It’s only been two years since Tinashe released her brilliant debut album, Aquarius, but it’s felt like a long wait for her follow up. A trailer for her second album, titled Joyride, appeared in the summer of 2015. Early this year she revealed that RCA had rejected the album and she had to record new material. Last week, she did a Beyonce and Nightride appeared as a surprise release. It’s being billed as the first half of a double album, with Joyride following in 2017.
Since Aquarius, Tinashe has been prolific despite struggles with RCA. Amethyst was one of last year’s best mixtapes. She’s had commercial success thanks to her feature on the brilliant remix of Nick Jonas’ ‘Jealous’ and her cameo on the less-than-brilliant ‘All My Friends’ by Snakehips. She’s also released a solid run of singles; sadly, none of them charted. The absence of her most commercial singles, ‘Player’ and ‘Superlove’ suggest that she’s keeping them for Joyride. Joyride is rumoured to be more commercial than the downbeat Nightride.
The moody atmospherics of Nightride are encapsulated well on opener, ‘Lucid Dreaming’. Its deep bassline is a common musical theme of this record. The gorgeous swirling keyboards and xylophones give a woozy feel aptly captured by the title. Tinashe has a defiant spirit as she sings, “if it’s my life, ain’t nobody going to tell me how to live it” which could be a message to RCA.
The placement of some of the previous singles fits well with the overall ambience of the record. ‘Company’ sounds like an outtake from Cassie’s classic first album with its minimal beat and catchy computer game synths. The slinky ‘Party Favors’ is led by a warped keyboard line and is improved in its re-recorded form with the addition of a wonderful middle eight.
The lush and relaxed production on ‘Soul Glitch’ provides one of the warmest and most satisfying moments here. ‘Spacetime’ is an intimate and beautiful song that features a delicate vocal that shows the strength of Tinashe’s voice. ‘Touch Pass’ is playful and recalls the cool R&B of Mariah Carey’s underrated late 00s work. These songs are the sound of Tinashe effortlessly blending sensual R&B and leftfield pop.

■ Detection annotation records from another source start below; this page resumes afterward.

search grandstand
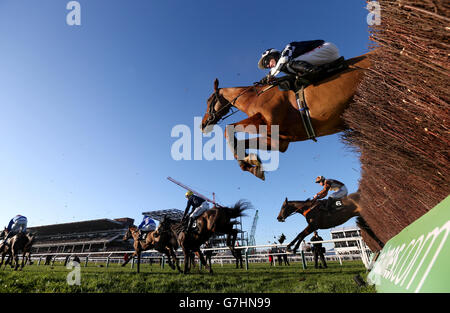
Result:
[330,226,369,255]
[142,209,248,248]
[28,217,134,253]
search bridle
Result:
[205,86,258,126]
[284,201,311,219]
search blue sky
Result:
[0,0,369,244]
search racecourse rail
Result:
[31,237,372,269]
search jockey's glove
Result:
[259,75,276,85]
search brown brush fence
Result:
[342,0,450,248]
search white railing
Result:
[32,237,371,269]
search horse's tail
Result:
[218,199,253,219]
[356,216,384,250]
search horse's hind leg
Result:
[183,251,191,274]
[164,248,175,270]
[195,250,212,274]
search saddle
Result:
[311,199,344,212]
[276,57,348,92]
[276,57,348,142]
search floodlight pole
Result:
[167,177,216,205]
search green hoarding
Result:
[367,196,450,293]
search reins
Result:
[207,85,276,124]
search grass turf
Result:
[0,261,375,293]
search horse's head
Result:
[277,197,293,222]
[277,198,311,222]
[0,227,8,238]
[123,225,137,241]
[200,78,231,133]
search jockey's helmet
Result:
[316,176,325,184]
[258,48,281,70]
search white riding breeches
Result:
[141,224,156,231]
[328,185,348,199]
[11,219,27,234]
[190,201,209,218]
[294,42,340,65]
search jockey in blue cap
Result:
[182,190,209,230]
[258,40,340,84]
[138,215,156,240]
[0,214,28,249]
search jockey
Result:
[312,176,348,211]
[138,215,156,239]
[0,214,28,249]
[258,40,340,84]
[182,190,209,230]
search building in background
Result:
[28,217,134,254]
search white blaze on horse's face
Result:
[200,94,226,134]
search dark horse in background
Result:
[277,191,383,254]
[0,230,35,271]
[201,53,370,180]
[122,225,181,273]
[156,200,251,274]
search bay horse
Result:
[156,200,251,274]
[0,230,35,271]
[200,52,370,180]
[122,225,181,273]
[277,192,361,254]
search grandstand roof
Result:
[28,218,134,236]
[142,209,184,221]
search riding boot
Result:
[187,217,194,231]
[327,198,334,213]
[289,61,317,76]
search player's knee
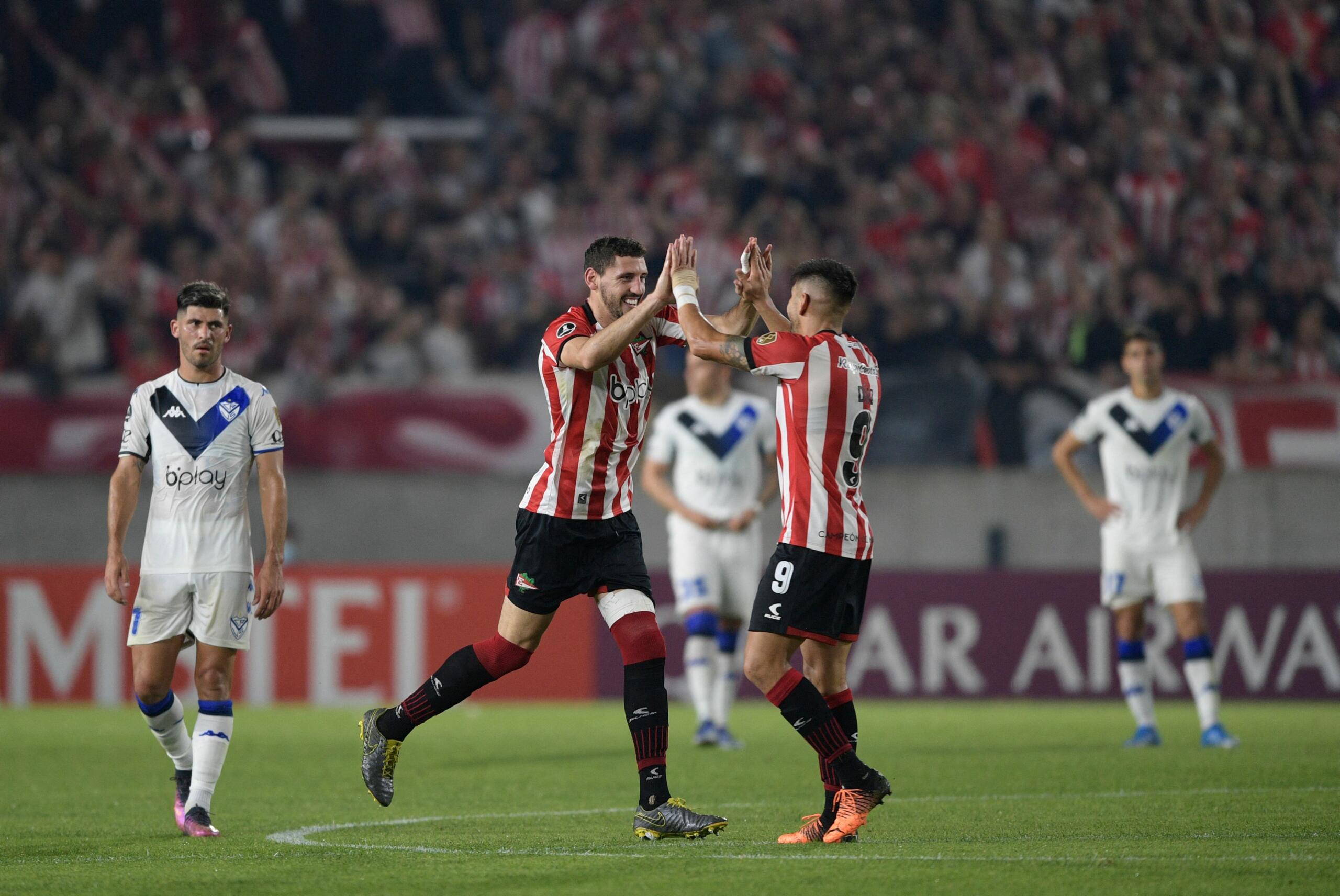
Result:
[473,635,533,679]
[196,666,233,700]
[134,675,172,706]
[610,611,666,666]
[745,652,790,692]
[684,609,718,637]
[1182,635,1214,662]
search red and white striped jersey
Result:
[521,304,686,520]
[745,330,881,560]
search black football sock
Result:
[819,688,856,829]
[376,635,531,741]
[623,659,670,809]
[768,668,871,789]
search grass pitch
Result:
[0,700,1340,896]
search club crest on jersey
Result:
[838,357,879,376]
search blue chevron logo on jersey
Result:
[149,386,251,458]
[675,405,758,458]
[1108,402,1187,457]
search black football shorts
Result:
[507,508,651,615]
[749,544,871,644]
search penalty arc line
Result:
[266,786,1340,864]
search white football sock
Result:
[186,700,233,812]
[1182,656,1220,731]
[711,644,745,729]
[684,635,717,724]
[137,691,192,771]
[1116,659,1155,727]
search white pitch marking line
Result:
[266,786,1340,863]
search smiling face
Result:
[172,305,233,369]
[1122,339,1163,390]
[586,256,647,319]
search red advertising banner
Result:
[0,565,1340,706]
[0,565,598,706]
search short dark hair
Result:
[1122,324,1163,352]
[583,237,647,273]
[177,280,232,317]
[790,259,857,305]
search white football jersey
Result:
[1070,387,1214,548]
[120,369,284,573]
[647,391,777,520]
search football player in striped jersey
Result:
[670,240,890,843]
[361,237,757,840]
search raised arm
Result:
[642,460,720,529]
[256,451,288,619]
[740,237,790,335]
[667,234,772,369]
[559,242,673,369]
[102,454,144,604]
[704,296,758,336]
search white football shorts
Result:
[666,514,764,619]
[126,572,256,649]
[1101,532,1204,609]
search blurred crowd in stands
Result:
[0,0,1340,462]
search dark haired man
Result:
[103,281,288,837]
[1052,327,1238,749]
[670,240,891,844]
[361,237,757,840]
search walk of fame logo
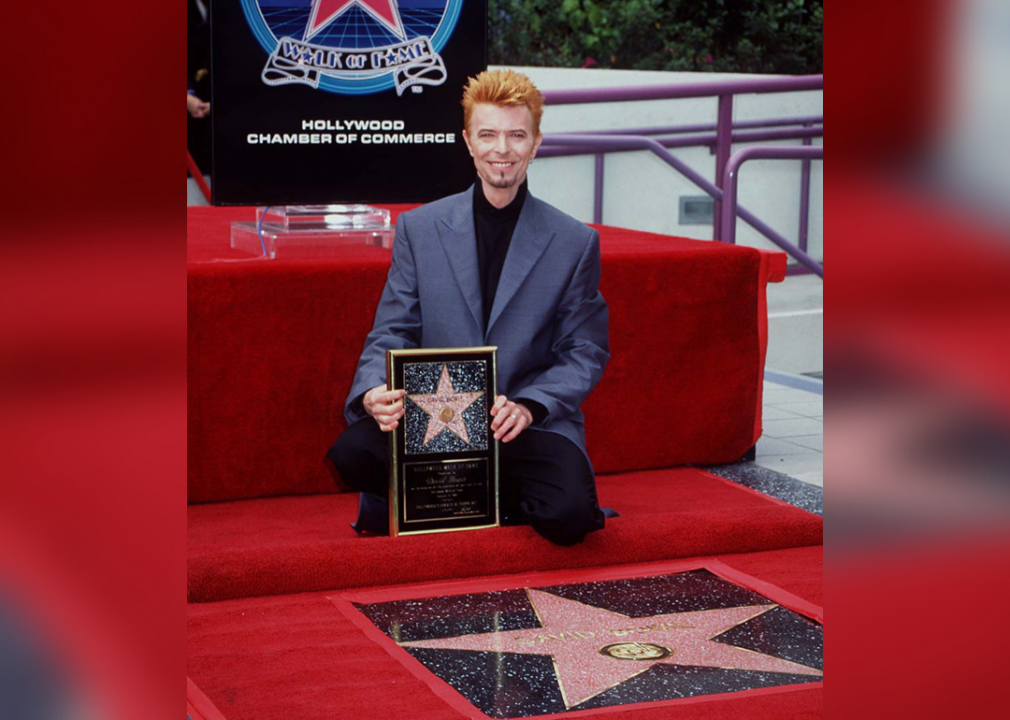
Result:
[241,0,463,95]
[357,570,823,718]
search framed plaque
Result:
[386,346,499,537]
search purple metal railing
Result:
[538,75,824,260]
[550,133,820,270]
[585,115,824,135]
[722,145,824,279]
[543,75,824,105]
[536,127,824,158]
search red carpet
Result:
[188,547,822,720]
[188,468,822,602]
[188,208,785,503]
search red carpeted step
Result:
[188,468,822,602]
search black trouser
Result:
[326,418,604,545]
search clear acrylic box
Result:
[231,204,395,260]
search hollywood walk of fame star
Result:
[407,364,484,445]
[400,590,822,708]
[305,0,407,40]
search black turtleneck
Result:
[474,179,526,328]
[474,179,547,425]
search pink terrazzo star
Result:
[407,364,484,445]
[401,590,822,708]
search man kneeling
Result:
[328,71,610,545]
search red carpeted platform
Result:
[188,468,822,602]
[188,547,822,720]
[187,207,822,720]
[188,208,785,502]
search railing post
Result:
[800,122,812,252]
[593,152,604,224]
[712,94,733,240]
[720,145,824,279]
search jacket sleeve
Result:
[510,229,610,424]
[343,215,421,425]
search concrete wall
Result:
[502,68,823,260]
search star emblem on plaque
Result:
[387,347,498,536]
[348,569,823,718]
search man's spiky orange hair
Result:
[463,70,543,135]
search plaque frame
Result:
[386,345,501,537]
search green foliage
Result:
[488,0,824,75]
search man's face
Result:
[463,103,543,189]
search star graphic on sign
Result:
[400,590,823,708]
[407,363,484,445]
[305,0,407,40]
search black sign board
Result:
[211,0,487,205]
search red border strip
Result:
[186,678,227,720]
[331,557,824,720]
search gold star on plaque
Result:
[407,363,484,445]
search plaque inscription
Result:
[387,347,499,536]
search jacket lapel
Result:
[436,188,484,328]
[486,190,553,342]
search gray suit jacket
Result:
[344,188,610,456]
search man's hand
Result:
[362,385,407,432]
[491,395,533,442]
[186,93,210,118]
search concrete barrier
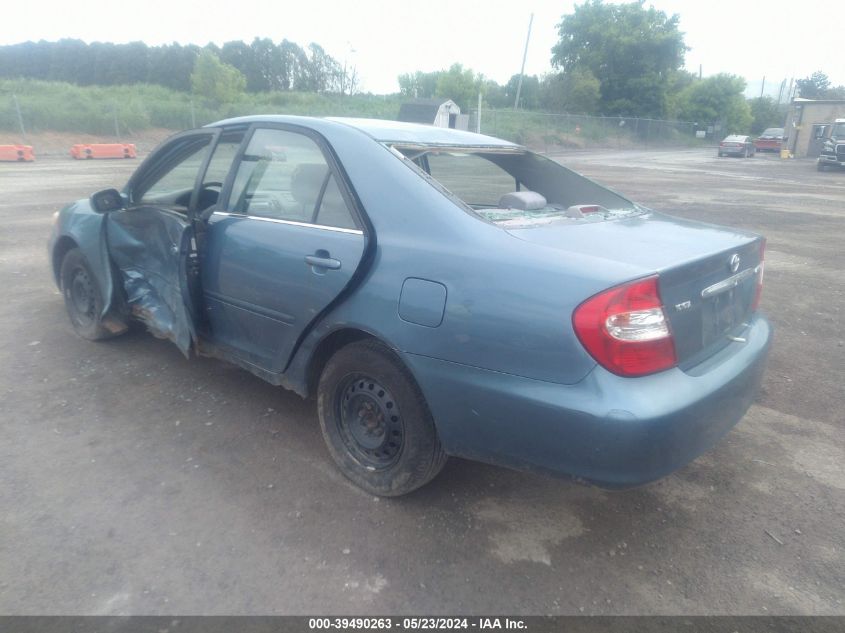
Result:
[70,143,138,160]
[0,145,35,163]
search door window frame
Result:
[214,121,371,234]
[124,128,221,219]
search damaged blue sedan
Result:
[49,116,771,495]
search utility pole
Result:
[475,90,481,134]
[513,13,534,110]
[12,94,26,143]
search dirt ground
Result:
[0,149,845,615]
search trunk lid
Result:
[507,212,763,369]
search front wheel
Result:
[317,341,446,497]
[59,248,116,341]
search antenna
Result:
[513,13,534,110]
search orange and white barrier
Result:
[70,143,138,160]
[0,145,35,162]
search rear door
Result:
[202,125,366,373]
[106,130,220,356]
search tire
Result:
[317,340,447,497]
[59,248,115,341]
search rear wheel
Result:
[317,341,446,497]
[59,248,114,341]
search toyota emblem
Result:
[729,253,739,273]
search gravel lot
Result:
[0,149,845,615]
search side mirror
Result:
[91,189,126,213]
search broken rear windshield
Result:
[393,145,643,227]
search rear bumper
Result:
[405,316,772,488]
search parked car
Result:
[49,116,771,495]
[816,119,845,171]
[752,127,786,152]
[719,134,754,158]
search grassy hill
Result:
[0,79,401,137]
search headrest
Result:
[290,163,329,204]
[499,191,546,211]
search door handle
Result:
[305,251,340,270]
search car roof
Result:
[206,114,521,149]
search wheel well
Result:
[305,328,377,394]
[53,235,77,287]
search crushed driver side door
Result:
[106,130,220,357]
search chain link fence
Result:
[469,108,705,152]
[0,82,706,153]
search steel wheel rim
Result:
[67,268,97,326]
[335,374,405,470]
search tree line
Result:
[398,0,845,133]
[0,0,845,133]
[0,38,357,94]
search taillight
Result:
[572,275,677,376]
[751,237,766,311]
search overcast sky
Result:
[0,0,845,94]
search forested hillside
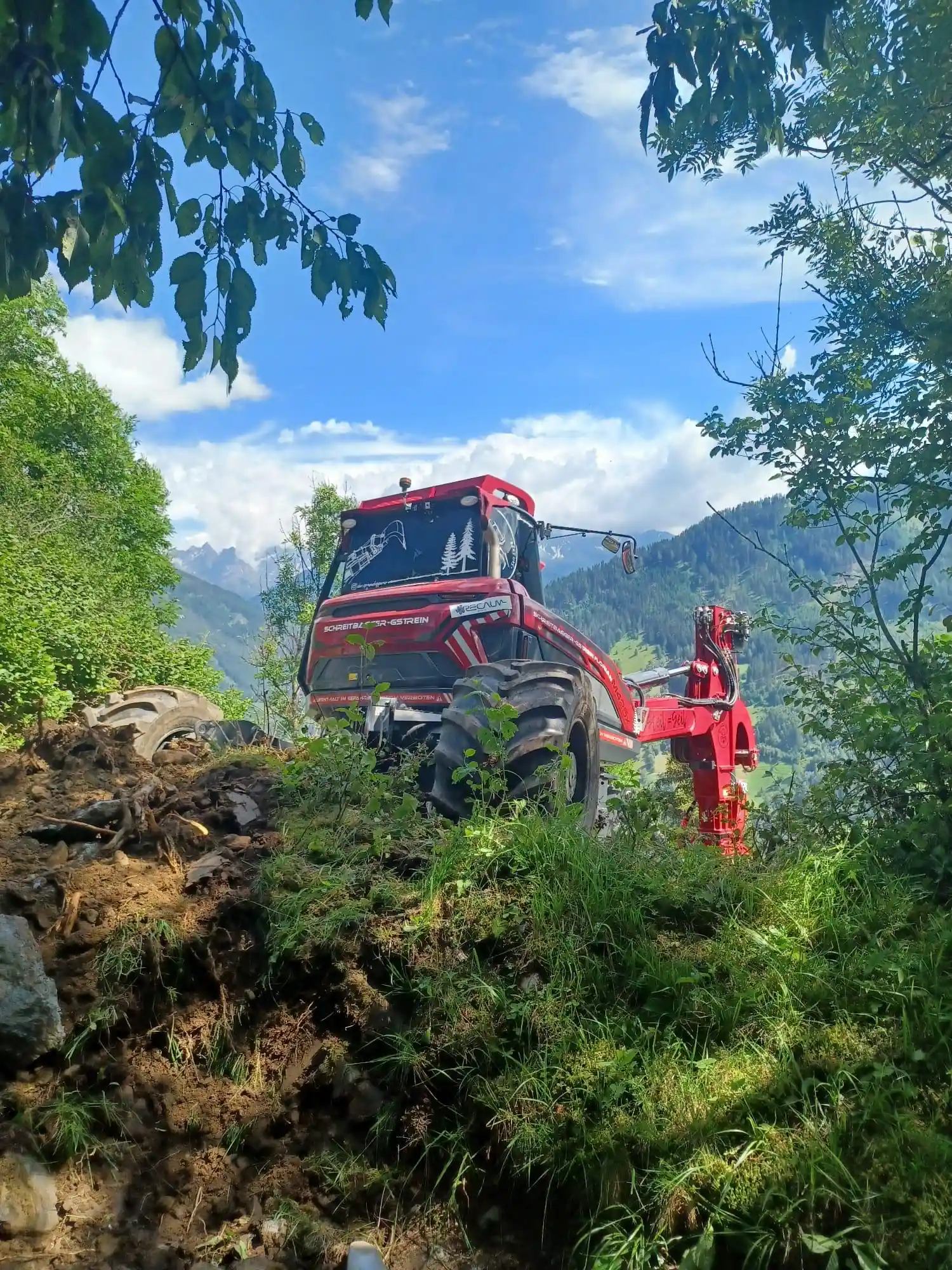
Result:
[171,572,263,697]
[546,495,952,705]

Nightride ends with the dreamy, ‘Ghetto Boy’, which is a stunning love song written by Nicola Roberts, Babydaddy and Dev Hynes. It slowly builds into a climax with layered vocals and 80s styled guitars. It’s one of the best things Tinashe has done and works as a perfect bookend to the album. It’s impressive that Tinashe’s created such a complete record after a year of false starts and bouncing between different styles. .
Aquarius was an easier album to love than Nightride. There were dark songs, but there was more light and shade. Nightride doesn’t have any songs as instant or addictive as ‘2 On’ or ‘All Hands On Deck’. Judging by some of her recent singles Tinashe is still eager to break through commercially. Nightride isn’t the album that’s going to do that, but it’s a rewarding listen over time. It could be a transitional album to her becoming the star she deserves to be. At the end of ‘Sacrifices’, Tinashe says, “I will not be ignored”: Let’s hope that when Joyride finally drops, that statement rings true.